Kiara terbangun di ruang UKS yang sepi. Rasa sakit yang hampir membuatnya muntah karena mual menyambut kesadarannya. Telinganya terasa berdenging sesekali. Namun, dengan sedikit menguap, suara berdenging itu pun hilang, tapi rasa sakitnya tetap tertinggal hingga membuat Kiara mengerutkan kening. Ketika ia masih menyesuaikan diri sambil berpegangan pada ujung kasur, guru UKS datang menghampirinya.

"Kiara, kamu sudah bangun?" tanya guru tersebut.

"Iya Bu." Kiara duduk di hadapan gurunya.

"Sebaiknya kita periksa ke rumah sakit karena tadi telinga kamu berdarah. Takutnya gendang telinga kamu terluka," ucap guru tersebut.

Kiara diam sejenak, lalu ia menjawab, "Tidak perlu, Bu. Saya baik-baik saja, buktinya saya masih bisa mendengar jelas. Saya mau pulang saja kalau boleh." Kiara menolak usulan gurunya. Meski rasanya sangat sakit, tapi ia tidak mau menambah masalah yang mungkin akan timbul jika ia pergi ke rumah sakit.
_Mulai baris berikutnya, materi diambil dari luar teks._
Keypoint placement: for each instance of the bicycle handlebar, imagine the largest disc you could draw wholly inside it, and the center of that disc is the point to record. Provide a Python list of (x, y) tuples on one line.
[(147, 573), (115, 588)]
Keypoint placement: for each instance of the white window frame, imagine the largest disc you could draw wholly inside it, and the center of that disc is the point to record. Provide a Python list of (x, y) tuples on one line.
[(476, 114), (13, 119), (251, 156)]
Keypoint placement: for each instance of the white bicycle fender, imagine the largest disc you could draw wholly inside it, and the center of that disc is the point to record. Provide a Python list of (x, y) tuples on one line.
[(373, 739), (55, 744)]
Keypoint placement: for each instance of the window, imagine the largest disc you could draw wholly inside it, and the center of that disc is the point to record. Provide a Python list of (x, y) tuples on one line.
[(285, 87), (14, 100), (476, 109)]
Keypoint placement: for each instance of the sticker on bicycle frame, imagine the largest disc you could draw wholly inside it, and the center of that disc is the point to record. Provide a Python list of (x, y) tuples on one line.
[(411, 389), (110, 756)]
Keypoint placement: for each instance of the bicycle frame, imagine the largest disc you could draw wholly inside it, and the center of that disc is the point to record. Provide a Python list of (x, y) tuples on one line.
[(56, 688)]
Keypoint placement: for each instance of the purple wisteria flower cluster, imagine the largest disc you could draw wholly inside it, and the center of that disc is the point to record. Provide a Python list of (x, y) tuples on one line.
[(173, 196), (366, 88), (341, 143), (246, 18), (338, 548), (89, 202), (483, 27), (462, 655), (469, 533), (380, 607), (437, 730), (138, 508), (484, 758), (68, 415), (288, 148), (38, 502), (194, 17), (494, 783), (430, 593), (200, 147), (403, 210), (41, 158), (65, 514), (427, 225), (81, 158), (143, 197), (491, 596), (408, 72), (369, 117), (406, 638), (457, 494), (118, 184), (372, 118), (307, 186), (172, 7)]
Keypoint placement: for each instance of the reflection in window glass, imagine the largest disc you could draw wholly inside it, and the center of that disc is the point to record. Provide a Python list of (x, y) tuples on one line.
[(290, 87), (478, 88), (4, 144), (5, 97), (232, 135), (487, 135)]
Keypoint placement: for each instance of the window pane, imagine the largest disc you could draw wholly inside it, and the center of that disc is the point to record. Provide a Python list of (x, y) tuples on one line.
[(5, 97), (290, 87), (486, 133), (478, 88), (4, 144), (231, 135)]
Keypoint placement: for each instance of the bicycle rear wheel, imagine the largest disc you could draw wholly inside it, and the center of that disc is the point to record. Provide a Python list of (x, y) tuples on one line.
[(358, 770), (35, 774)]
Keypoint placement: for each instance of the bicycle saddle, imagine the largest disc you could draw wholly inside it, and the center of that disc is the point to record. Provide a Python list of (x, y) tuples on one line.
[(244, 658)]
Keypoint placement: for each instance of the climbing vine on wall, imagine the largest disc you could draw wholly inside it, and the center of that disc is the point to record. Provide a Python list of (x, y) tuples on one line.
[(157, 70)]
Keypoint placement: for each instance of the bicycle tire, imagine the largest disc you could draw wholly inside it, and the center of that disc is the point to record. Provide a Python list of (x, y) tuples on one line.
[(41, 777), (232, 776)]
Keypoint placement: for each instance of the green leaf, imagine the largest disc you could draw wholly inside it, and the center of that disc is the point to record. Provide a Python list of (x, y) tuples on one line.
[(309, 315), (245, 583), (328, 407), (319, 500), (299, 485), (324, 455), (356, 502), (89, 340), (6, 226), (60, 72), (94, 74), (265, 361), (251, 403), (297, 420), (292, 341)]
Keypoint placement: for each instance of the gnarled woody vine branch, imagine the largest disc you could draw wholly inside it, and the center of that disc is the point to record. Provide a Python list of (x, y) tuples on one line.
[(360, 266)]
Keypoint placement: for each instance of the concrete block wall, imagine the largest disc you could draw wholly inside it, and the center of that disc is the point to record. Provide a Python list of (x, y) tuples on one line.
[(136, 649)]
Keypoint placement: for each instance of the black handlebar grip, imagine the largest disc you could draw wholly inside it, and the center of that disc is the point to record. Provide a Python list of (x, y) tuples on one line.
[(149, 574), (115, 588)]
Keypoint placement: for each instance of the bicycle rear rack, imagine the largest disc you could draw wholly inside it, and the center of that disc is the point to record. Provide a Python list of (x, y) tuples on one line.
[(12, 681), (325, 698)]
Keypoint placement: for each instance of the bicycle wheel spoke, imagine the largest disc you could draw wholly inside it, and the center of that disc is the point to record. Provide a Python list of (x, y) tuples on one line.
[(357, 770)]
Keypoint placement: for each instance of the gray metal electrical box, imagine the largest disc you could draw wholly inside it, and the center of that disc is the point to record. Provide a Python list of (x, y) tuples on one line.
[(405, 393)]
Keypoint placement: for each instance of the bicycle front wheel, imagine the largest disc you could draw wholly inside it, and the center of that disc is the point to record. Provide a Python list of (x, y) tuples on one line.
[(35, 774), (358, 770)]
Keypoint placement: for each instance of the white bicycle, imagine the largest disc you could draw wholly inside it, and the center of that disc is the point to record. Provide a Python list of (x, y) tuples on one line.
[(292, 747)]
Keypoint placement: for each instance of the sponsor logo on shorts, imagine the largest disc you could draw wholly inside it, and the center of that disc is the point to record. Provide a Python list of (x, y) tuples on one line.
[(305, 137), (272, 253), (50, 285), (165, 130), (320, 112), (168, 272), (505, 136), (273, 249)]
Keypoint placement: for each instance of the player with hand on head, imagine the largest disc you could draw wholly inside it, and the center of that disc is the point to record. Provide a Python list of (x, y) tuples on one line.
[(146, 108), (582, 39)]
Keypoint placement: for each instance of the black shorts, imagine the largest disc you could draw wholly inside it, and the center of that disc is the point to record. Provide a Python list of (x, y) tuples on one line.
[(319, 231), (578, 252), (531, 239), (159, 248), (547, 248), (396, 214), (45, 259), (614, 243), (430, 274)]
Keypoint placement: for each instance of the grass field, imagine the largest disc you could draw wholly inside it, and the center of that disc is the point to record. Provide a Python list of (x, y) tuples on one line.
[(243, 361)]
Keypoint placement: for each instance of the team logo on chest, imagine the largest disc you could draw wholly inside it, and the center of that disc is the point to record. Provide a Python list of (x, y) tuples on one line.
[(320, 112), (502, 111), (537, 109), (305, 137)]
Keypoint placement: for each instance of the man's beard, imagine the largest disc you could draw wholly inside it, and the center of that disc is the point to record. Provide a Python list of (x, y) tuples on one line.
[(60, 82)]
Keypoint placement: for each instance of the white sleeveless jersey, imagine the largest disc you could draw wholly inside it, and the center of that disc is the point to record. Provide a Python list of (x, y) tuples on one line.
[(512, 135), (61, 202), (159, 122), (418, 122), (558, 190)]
Guru itu melihat bekas luka tamparan di wajah Kiara. Ia tahu siapa pelakunya karena dari desas desus yang beredar di kalangan guru, beberapa waktu terakhir Diska memang sedang mengincar Kiara. Akan tetapi, tidak ada yang bisa guru-guru itu lakukan karena mereka tahu, siapa orang tua Diska. Guru itu hanya bisa menelan rasa bersalahnya sendiri tanpa berani bertanya pada Kiara.

"Kamu yakin tidak perlu ke rumah sakit?" tanya guru UKS sekali lagi.

"Tidak, Bu. Terima kasih sudah menolong saya," ucap Kiara dengan sopan. 

"Terima kasihnya sama temen kamu. Dia tadi yang bawa kamu ke sini."

Kiara mengerutkan alisnya. Ternyata masih ada yang kasihan dengannya. "Siapa, Bu?"

"Aduh, ibu lupa namanya. Coba nanti tanya teman sekelas kamu, mereka pasti kenal."

Kiara hanya mengangguk dan tersenyum. Ia tidak mau mencari tahu sekarang, mungkin saja orang itu teman Diska yang tidak mau membuatnya mati di sekolah dan membuatnya terkena masalah.

"Kiara, ibu sudah siapkan es batu untuk mengompres luka kamu, pasti sakit sekali ya?" tanya guru itu sembari menyodorkan es batu dan kain dalam wadah kepada Kiara.

"Tidak apa-apa Bu."

Guru UKS membantu Kiara mengompres luka memarnya. Rasa bersalahnya semakin menjadi, seandainya Diska bukan anak orang kaya, pasti guru itu tidak akan tinggal diam.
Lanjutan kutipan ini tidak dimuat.